Judica Fastenpredigtreihe: Mt 22,37

Judica Fastenpredigtreihe: Mt 22,37

Judica Fastenpredigtreihe: Mt 22,37

# Archiv Predigten 2016

Judica Fastenpredigtreihe: Mt 22,37

Liebe Gemeinde

auf die Frage der Pharisäer erklärt Jesus nach Matthäus als das erste und größte Gebot:

Du sollst den Herrn, deinen Gott lieben mit deinem ganzen Herzen, deiner ganzen Seele und deiner ganzen Vernunft.

Für mich ist hier das Stichwort „Vernunft“ von besonderer Bedeutung. Denn anders als zu Galileis Zeiten sind heute nicht die Naturwissenschaftler die Ketzer. Wer heute an Gott glaubt, steht unter einem Begründungszwang. Jedenfalls bei uns im Westen, im christlichen Abendland. Hier hat der ganz überwiegende Teil unserer Mitmenschen ein Weltbild, das nicht vom Schöpfergott, sondern von den Naturwissenschaften geprägt ist. Da ist die Vernunft gefragt.

„Lebenswege – Glaubenswege“ - In meinem Glaubensweg gibt es nichts Spektakuläres, keine besonderen Erlebnisse, keine Erleuchtungen, noch nicht einmal die Prägung durch einzelne Personen, ich hatte leider keine Oma Olga, von der Ulrike Drechsler uns vor 4 Wochen so zu Herzen gehend erzählt hat.

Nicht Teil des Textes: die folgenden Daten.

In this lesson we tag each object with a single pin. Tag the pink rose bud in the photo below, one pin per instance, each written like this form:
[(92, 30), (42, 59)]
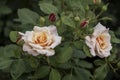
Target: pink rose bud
[(52, 17), (83, 23), (96, 1)]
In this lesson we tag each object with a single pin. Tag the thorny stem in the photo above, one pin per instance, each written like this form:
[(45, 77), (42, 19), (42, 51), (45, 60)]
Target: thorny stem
[(48, 60)]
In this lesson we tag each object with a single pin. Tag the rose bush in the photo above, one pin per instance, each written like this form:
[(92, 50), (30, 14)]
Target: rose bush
[(99, 41), (58, 40), (41, 40)]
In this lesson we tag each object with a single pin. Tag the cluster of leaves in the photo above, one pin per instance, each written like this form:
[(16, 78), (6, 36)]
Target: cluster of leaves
[(72, 60)]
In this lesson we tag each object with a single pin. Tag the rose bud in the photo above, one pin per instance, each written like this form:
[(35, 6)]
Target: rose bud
[(83, 23), (52, 17), (96, 1)]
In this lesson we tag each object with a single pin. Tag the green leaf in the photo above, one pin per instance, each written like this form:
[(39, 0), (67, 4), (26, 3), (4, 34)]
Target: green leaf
[(12, 51), (64, 55), (118, 64), (18, 68), (101, 72), (112, 57), (13, 36), (79, 54), (33, 62), (82, 74), (87, 51), (54, 75), (68, 21), (42, 72), (114, 39), (99, 62), (27, 16), (69, 77), (48, 8), (5, 63), (67, 65), (85, 64), (78, 44)]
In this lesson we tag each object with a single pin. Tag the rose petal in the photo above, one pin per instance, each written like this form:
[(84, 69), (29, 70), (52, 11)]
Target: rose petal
[(57, 41)]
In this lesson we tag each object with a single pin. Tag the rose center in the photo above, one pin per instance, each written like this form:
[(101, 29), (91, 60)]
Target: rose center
[(40, 38), (101, 41)]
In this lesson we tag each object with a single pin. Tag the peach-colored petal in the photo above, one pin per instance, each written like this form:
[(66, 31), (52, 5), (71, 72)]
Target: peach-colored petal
[(57, 41)]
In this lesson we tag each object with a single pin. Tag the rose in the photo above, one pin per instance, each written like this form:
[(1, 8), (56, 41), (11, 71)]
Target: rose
[(42, 40), (52, 17), (99, 41)]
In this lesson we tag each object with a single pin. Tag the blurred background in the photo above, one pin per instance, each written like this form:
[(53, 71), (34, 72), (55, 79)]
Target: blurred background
[(9, 18)]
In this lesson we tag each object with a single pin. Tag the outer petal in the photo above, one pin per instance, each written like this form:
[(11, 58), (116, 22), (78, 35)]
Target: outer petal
[(53, 29), (27, 37), (47, 52), (35, 46), (29, 50), (57, 41), (99, 28)]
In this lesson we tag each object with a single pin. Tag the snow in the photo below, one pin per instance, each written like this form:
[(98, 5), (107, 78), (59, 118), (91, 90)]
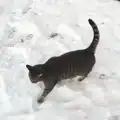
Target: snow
[(25, 31)]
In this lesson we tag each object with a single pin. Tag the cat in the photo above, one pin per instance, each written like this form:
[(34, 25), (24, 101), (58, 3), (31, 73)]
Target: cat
[(65, 66)]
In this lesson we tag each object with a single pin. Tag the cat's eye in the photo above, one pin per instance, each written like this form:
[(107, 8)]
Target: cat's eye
[(40, 75)]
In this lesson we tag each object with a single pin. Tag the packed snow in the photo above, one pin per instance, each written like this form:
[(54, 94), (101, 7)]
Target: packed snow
[(25, 30)]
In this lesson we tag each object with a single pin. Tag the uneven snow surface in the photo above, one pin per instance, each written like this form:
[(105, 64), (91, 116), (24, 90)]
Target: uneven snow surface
[(25, 30)]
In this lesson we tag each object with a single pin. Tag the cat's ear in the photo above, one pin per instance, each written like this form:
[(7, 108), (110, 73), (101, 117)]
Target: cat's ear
[(29, 67)]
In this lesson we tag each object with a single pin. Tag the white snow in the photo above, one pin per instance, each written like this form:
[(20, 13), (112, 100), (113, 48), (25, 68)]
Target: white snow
[(25, 29)]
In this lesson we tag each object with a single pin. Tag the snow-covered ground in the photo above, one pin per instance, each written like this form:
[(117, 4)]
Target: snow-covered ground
[(25, 29)]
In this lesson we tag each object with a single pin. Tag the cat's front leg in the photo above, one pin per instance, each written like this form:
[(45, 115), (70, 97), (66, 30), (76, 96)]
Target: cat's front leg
[(49, 85)]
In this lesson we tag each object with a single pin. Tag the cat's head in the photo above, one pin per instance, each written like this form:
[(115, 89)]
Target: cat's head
[(35, 73)]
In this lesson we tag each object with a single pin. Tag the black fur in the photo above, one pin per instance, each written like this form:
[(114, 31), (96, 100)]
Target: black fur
[(68, 65)]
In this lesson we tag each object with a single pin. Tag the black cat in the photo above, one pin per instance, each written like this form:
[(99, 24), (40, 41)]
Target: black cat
[(68, 65)]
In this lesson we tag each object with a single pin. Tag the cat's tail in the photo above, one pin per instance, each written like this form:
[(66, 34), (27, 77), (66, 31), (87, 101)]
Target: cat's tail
[(96, 37)]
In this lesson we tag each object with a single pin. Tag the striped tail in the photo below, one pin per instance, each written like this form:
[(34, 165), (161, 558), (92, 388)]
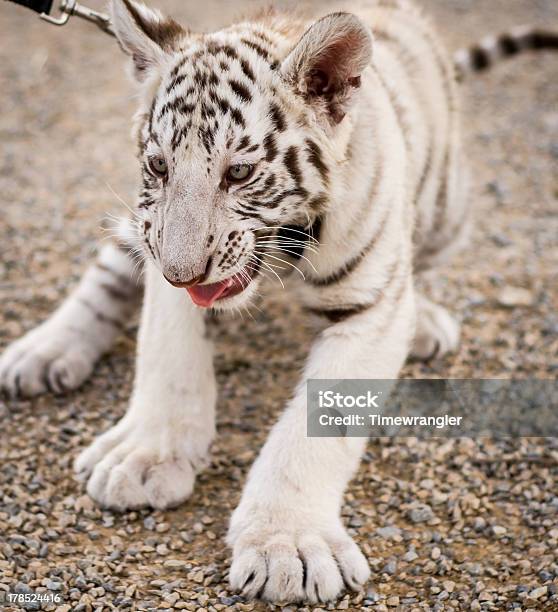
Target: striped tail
[(493, 49)]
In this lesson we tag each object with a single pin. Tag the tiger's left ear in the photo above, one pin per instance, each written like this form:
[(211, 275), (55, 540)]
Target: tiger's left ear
[(144, 34), (326, 64)]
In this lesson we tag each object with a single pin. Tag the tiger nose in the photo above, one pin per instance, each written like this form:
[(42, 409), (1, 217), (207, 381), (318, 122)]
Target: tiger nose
[(178, 278)]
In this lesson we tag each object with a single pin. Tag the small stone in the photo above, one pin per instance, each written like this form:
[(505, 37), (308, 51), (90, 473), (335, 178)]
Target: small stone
[(175, 564), (499, 531), (390, 568), (389, 532), (510, 297), (421, 513), (538, 592), (149, 523)]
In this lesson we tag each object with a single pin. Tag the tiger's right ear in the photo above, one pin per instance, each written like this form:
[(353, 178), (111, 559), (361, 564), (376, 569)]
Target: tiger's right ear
[(144, 34)]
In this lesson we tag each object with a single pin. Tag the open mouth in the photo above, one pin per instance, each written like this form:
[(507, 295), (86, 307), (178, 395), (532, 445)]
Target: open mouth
[(207, 295)]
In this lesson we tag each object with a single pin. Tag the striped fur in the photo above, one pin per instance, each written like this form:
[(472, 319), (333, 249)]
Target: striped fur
[(345, 133), (493, 49)]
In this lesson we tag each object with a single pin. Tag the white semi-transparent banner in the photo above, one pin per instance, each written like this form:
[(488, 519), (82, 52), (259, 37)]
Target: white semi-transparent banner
[(433, 408)]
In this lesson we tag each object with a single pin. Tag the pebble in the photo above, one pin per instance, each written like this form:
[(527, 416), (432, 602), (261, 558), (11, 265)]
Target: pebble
[(510, 297)]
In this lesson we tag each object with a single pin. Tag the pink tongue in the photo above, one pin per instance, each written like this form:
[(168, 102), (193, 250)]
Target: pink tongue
[(206, 295)]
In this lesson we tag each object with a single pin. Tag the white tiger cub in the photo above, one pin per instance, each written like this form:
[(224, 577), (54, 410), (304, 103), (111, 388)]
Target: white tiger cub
[(333, 141)]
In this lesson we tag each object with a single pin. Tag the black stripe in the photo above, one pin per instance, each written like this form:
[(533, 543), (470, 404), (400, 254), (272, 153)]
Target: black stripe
[(102, 318), (245, 66), (353, 263), (270, 147), (277, 117), (257, 48), (240, 90), (244, 142), (316, 159), (508, 45), (480, 59), (337, 315), (115, 293), (291, 162), (543, 40)]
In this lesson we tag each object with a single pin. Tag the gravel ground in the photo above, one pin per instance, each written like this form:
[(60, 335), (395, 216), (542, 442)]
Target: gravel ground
[(446, 525)]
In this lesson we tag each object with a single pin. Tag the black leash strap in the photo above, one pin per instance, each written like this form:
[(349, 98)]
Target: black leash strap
[(67, 9)]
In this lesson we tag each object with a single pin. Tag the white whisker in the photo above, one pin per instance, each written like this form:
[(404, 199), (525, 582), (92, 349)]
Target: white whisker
[(283, 261)]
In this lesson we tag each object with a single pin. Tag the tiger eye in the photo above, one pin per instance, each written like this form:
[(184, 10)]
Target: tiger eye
[(239, 172)]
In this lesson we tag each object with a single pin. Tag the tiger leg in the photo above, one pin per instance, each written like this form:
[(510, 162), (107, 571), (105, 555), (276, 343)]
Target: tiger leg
[(151, 456)]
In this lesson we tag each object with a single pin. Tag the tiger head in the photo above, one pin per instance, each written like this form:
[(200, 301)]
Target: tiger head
[(241, 132)]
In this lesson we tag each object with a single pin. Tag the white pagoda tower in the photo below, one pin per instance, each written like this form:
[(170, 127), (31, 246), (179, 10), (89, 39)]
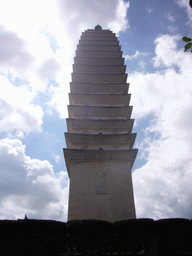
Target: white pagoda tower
[(99, 154)]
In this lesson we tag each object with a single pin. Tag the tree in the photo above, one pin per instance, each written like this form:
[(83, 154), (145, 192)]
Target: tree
[(186, 39)]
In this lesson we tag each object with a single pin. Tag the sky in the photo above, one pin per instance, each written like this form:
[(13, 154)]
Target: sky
[(38, 40)]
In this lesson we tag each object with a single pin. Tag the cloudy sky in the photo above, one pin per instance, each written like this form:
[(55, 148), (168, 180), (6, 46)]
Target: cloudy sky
[(37, 44)]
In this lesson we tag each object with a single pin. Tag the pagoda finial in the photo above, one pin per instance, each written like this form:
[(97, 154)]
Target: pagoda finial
[(98, 27)]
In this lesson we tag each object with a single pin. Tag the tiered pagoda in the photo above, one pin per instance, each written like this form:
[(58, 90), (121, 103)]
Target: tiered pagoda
[(99, 154)]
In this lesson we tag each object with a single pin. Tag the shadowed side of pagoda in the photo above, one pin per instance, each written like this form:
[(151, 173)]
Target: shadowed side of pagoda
[(99, 154)]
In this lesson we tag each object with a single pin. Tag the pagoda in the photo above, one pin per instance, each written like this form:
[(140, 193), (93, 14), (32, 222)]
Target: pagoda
[(99, 154)]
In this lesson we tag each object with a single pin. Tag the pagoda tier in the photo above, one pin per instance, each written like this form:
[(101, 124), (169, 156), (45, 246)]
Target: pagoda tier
[(99, 154)]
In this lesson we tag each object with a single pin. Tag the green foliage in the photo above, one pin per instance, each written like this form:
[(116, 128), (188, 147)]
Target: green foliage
[(188, 45)]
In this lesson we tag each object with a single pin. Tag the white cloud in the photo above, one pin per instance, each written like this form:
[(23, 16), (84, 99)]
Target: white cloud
[(17, 113), (136, 55), (162, 186), (29, 186), (185, 4), (169, 16)]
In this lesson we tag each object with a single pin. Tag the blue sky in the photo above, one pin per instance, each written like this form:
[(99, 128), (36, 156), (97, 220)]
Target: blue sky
[(37, 45)]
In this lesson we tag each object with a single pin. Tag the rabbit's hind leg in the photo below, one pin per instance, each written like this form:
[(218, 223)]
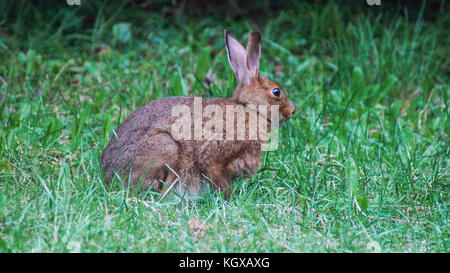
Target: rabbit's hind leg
[(151, 164)]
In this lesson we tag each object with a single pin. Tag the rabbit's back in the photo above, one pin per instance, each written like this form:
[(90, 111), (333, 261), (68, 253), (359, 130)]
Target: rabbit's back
[(143, 144)]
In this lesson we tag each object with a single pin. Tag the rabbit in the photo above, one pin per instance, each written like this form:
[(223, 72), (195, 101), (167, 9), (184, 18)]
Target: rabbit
[(145, 152)]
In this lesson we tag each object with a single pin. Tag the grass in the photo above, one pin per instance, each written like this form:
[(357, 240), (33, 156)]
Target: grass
[(362, 166)]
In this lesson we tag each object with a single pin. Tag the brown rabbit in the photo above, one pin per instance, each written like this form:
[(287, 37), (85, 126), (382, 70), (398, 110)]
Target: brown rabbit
[(146, 150)]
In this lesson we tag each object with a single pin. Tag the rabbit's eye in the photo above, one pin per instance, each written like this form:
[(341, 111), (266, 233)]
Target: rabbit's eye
[(276, 92)]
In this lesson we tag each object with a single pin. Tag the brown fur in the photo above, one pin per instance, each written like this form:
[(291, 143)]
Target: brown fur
[(144, 145)]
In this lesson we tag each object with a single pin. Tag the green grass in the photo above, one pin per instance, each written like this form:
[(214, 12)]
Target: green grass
[(363, 162)]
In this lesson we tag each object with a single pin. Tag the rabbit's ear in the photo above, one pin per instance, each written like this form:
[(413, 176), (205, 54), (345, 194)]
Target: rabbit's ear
[(253, 53), (237, 57)]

Ich habe mir meinen Kinderglauben erhalten. Das heißt, dass ich durchgehend von meiner Kindheit bis heute davon ausgehe, dass es einen Gott gibt, einen Schöpfer des Himmels und der Erde, der seine Schöpfung liebt, auch mich liebt und zu dem ich in Beziehung treten kann, der mir hilft, auch wenn das meistens nicht so geschieht, wie ich mir das gedacht habe.

Ich weiß nicht, wie sich dieser Kinderglaube gebildet hat. Die Erinnerung an meine Kindheit ist schwach ausgebildet. Es gibt nur wenige Positionen, an die ich mich gut erinnern kann.

Ich wurde unmittelbar vor Beginn des 2. Weltkriegs geboren. Mein Vater war von Anfang an  Soldat. Meine früheste Erinnerung ist, dass meine Mutter mit uns Kindern an jedem Abend nach dem zu Bett Gehen immer ein Gebet gesprochen hat, das damit endete, dass wir Gott darum baten, dass der Vater gesund wieder aus dem Krieg zurückkommen möge. Das ist geschehen.

Eine zweite Erinnerung betrifft eine mehr kuriose Begebenheit, als ich wahrscheinlich 4 Jahre alt war: Wir hatten damals ein Hausmädchen, das ich sehr mochte. Eines Tages hatte ich sehr viele Pflaumen gegessen und hinterher Wasser getrunken. Das Mädchen sagte mir daraufhin, warum- weiß ich nicht -, wer Pflaumen ißt und danach Wasser trinkt, muss sterben. Ich war zutiefst erschrocken, denn ich glaubte das natürlich. Ich ging ins Kinderzimmer weinte und betete zum lieben Gott, dass er mich nicht sterben lassen möge. Und er hat mich erhört.

Diese Erinnerung zeigt mir, dass ich schon damals – ich möchte sagen: eine geradezu selbstverständliche Beziehung zum lieben Gott hatte. Aber wie es dazu gekommen ist, weiß ich nicht.  Wir sind im Februar 1945 von Görlitz als Flüchtlinge nach Blankenese gekommen, wo Verwandte wohnten. Meine Eltern waren nicht gerade fromm und gingen allenfalls an den großen Feiertagen in die Kirche. Ich hatte auch keine besonders gläubigen Großeltern oder sonstige Verwandte.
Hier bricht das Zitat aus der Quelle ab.